We phoned the day before our visit, and a man with a fine command of the English language assured us there were tours available in English, and even overnight accommodations. As our travel times were uncertain, we decided to play it loose and didn’t reserve a room.
Fumone’s hilltop fortress, between Rome and Naples.

Fumone is a spectacular sample of a medieval hilltop fortress, with parking outside the walls, and narrow twisting cobblestone streets.  We parked and walked through the gates in mid-afternoon, eager to find the castle inside the fortress, and begin our tour. We enjoyed wandering through the streets, but could not find the castle entrance, nor any real help finding it, because the
town was pretty deserted.

Darkness was falling by the time we knocked—and waited—at the castle door. It looked like no one was home, but after a few minutes a light came on, and a young man of Pakistani or maybe Indian origin opened the door. When we explained we wanted a tour in English, he reluctantly invited us to step into the entryway, then yelled up the stairs to an older man of similar origin, in a language we did not understand. They argued, apparently about who would be stuck showing us around, and the older man lost, so off we went with him. He turned lights off as we left the entry, and lights on as we came to each new room, so it seemed that whatever room we were in was the only lighted room in the castle. A little eerie.
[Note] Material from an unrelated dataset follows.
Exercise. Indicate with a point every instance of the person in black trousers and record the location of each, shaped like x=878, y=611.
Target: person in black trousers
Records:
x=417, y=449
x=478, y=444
As our guide began to describe…  ?? What was he saying? We came to realize he was speaking English, but with his thick south Asian accent, pretty much everything required two or three repetitions for us to understand. Our first stop was the chapel built adjacent to the “cell” where Pope Celestine spent his last months. The chapel was built at a later date, from the room which housed Celestine’s companions during his imprisonment. On the chapel wall hangs a shadowbox style reliquary containing relics of various saints and holy objects, and in true Roman Catholic style, it contains a relic of Celestine himself—a tooth.

Then, in dramatic tones our guide says there is another very sad story connected to the castle’s history, and it is difficult for some people. Are we sure we want to see it? Yes?  He leads us to another room with a portrait on the wall of a mother and child. This woman and her husband had only daughters, and prayed for a son. They were overjoyed when their prayer was answered, but their daughters knew very well that their brother would inherit all the family’s wealth. They poisoned their brother. But the mother, unable to part with her son, kept his body preserved (we are directed to look at a closed cabinet) so she could always be
near him. Inside the cupboard we are shown a glass case holding said child, and his little wardrobe of clothes and toys stored with him.

Then there is the virgin’s well…. I’m just going to let you read about that on the castle’s website here: http://www.castellodifumone.it/italy/arx/pozzo2.htm

We no longer had any interest in lodging at the castle, even though lodging at castles is always an enthralling prospect for me. No, we completed the tour, made our way down the hill in the dark, and were glad to find a room at a dreary, cold hotel a few miles away.